Mustang Panda: ESET has published a technical analysis of MQsTTang, a new backdoor used by the Mustang Panda APT. The malware was used in attacks in January 2023 targeting governmental institutions in Taiwan. ESET says the malware appears to be a new strain written from scratch, as they have not spotted any similarities with the group's past tools. The malware has been named MQsTTang because it uses the MQTT protocol to communicate with its C&C server.

Solar Sunrise retrospective: The GWU National Security Archive has published a retrospective on the Solar Sunrise attacks, one of the oldest known cyber-espionage campaigns (together with Moonlight Maze, 1996) targeting the US government. The attacks took place in February 1998 and targeted DOD networks using a Solar OS vulnerability.

Vulnerabilities and bug bounty

TCG TPM vulnerabilities: Quarkslab researchers have discovered two buffer overflow vulnerabilities in libraries implementing the TPM 2.0 security specification. An attacker with access to the TPM command-line interface can abuse the vulnerabilities to corrupt the TPM's memory and access sensitive information handled by the TPM, such as encryption keys.
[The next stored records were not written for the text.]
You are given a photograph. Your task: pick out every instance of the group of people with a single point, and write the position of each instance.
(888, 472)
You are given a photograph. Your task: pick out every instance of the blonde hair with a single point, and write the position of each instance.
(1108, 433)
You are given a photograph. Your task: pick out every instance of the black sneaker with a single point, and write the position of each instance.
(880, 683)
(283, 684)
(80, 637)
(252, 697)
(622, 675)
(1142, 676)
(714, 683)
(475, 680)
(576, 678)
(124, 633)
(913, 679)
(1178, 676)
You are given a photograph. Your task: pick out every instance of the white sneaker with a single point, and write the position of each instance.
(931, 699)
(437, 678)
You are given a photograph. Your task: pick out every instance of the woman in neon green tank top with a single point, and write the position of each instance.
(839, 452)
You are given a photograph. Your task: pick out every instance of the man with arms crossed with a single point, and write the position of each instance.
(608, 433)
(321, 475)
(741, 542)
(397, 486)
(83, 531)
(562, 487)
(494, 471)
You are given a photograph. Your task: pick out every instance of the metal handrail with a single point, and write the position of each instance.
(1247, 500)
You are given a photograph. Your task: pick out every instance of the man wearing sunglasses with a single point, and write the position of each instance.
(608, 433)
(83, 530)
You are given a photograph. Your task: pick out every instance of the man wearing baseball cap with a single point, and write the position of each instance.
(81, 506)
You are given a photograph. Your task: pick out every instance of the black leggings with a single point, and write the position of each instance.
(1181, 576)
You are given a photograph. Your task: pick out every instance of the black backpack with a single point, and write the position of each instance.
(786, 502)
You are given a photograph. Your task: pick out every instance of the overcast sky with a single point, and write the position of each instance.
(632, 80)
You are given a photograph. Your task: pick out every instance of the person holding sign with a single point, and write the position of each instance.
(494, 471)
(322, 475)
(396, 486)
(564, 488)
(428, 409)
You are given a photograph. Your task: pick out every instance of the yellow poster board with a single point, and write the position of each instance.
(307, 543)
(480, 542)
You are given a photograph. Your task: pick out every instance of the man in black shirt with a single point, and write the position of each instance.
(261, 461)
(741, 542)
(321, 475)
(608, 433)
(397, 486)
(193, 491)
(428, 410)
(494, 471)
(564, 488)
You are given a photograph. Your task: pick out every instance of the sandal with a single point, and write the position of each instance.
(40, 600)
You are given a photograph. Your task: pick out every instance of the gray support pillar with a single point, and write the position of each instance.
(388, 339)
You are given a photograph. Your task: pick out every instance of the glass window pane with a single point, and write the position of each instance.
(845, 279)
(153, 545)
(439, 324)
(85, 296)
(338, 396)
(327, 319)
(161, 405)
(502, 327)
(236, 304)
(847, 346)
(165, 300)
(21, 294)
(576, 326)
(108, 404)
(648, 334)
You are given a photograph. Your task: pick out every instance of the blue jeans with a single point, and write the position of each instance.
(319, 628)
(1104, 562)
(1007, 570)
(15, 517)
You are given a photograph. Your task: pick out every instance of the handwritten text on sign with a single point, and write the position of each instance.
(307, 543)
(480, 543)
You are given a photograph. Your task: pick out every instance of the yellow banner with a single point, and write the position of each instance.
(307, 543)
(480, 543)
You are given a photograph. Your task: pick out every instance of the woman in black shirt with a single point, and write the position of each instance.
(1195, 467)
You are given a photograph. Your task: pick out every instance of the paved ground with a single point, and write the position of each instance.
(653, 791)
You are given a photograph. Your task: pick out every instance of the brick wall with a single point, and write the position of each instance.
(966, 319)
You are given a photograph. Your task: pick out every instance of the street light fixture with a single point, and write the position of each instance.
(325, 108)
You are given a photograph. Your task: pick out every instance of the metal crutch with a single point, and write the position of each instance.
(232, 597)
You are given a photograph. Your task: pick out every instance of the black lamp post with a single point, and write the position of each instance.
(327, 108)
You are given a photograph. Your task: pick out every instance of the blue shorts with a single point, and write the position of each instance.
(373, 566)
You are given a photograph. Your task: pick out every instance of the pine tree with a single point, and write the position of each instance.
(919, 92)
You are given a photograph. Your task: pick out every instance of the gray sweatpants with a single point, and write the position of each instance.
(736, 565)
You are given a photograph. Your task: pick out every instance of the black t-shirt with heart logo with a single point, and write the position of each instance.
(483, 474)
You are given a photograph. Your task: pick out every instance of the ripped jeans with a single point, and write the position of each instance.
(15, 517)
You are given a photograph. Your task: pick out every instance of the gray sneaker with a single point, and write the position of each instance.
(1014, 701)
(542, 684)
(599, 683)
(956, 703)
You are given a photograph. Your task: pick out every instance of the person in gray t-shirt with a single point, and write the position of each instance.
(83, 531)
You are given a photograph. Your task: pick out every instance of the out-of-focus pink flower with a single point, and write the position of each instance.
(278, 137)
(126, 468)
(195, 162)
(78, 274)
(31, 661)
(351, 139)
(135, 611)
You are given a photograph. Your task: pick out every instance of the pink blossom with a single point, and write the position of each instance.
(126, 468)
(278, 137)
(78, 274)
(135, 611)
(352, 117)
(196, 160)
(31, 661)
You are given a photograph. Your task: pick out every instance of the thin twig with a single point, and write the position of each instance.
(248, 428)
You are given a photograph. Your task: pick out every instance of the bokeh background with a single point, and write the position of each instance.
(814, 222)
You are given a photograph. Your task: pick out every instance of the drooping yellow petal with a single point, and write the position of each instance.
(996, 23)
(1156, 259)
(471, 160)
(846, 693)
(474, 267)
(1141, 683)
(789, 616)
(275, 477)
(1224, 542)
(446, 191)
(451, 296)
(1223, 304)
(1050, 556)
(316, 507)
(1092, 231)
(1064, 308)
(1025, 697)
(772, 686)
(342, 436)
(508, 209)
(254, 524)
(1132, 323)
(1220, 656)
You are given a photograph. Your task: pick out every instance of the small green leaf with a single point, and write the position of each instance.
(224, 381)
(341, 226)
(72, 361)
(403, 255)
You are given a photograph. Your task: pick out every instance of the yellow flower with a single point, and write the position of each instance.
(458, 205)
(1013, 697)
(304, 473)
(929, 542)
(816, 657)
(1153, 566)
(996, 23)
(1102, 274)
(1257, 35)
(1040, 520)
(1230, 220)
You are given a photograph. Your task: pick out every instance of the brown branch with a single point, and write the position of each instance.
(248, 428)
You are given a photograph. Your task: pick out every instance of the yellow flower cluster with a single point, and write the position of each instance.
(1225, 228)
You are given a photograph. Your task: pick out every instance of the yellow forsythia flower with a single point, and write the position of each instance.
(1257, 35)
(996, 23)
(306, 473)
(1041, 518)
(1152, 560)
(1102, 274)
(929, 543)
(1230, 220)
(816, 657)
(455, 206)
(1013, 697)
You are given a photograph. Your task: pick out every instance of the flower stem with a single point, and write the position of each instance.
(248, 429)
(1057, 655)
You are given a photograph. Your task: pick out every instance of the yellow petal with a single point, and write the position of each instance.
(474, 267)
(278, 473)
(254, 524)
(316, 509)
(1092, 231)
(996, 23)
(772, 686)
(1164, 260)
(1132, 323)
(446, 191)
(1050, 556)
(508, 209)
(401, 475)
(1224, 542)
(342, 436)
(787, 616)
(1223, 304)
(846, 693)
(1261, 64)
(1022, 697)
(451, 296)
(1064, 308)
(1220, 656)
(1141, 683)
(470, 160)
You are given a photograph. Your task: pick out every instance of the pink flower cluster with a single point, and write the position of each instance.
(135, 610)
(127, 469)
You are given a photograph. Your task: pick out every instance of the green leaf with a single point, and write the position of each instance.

TPM implementations from IBM, TCG, RedHat, SUSE Linux, and others are affected. Patches were released at the end of last month.

CVE-2023-095 (Gitpod): Snyk has a write-up on a vulnerability in the Gitpod SaaS that allows RCE attacks.

All In One SEO vulnerabilities: More than three million WordPress sites running the All In One SEO plugin will need to be updated to fix a set of vulnerabilities that could be used to hijack sites.

CISA KEV catalog tripled in 2022: The CISA KEV catalog, a database of actively exploited security flaws, has almost tripled in size in 2022, growing from 311 entries to 868 by the end of the year. While this suggests new bugs are being exploited, the reality is quite the opposite. According to researchers at VulnCheck, the vast majority of new CISA KEV entries are for older vulnerabilities that companies failed to address for years and came under attack last year, with the oldest being a bug patched two decades ago, in 2002.

Infosec industry

NATO hiring cybersecurity staff: NATO is hiring cyber threat analysts for its Brussels branch. Pay is €6,211.72/month, per the ad.

Acquisition news: Trend Micro has announced plans to acquire Anlyz, an Indian company, a provider of security operations center (SOC) technology active in the MSSP market. Also, Cisco plans to acquire Valtix, a security firm specializing in securing cloud infrastructure.

New tool-Aladdin: Cybersecurity firm Nettitude has open-sourced a new tool called Aladdin. The tool is meant for red-teamers and can generate payloads to bypass misconfigured Windows Defender Application Control (WDAC) and AppLocker setups.

New tool—Decider: CISA has open-sourced a new tool named Decider that assists network defenders, analysts, and researchers in the process of mapping adversary behaviors to the MITRE ATT&CK framework.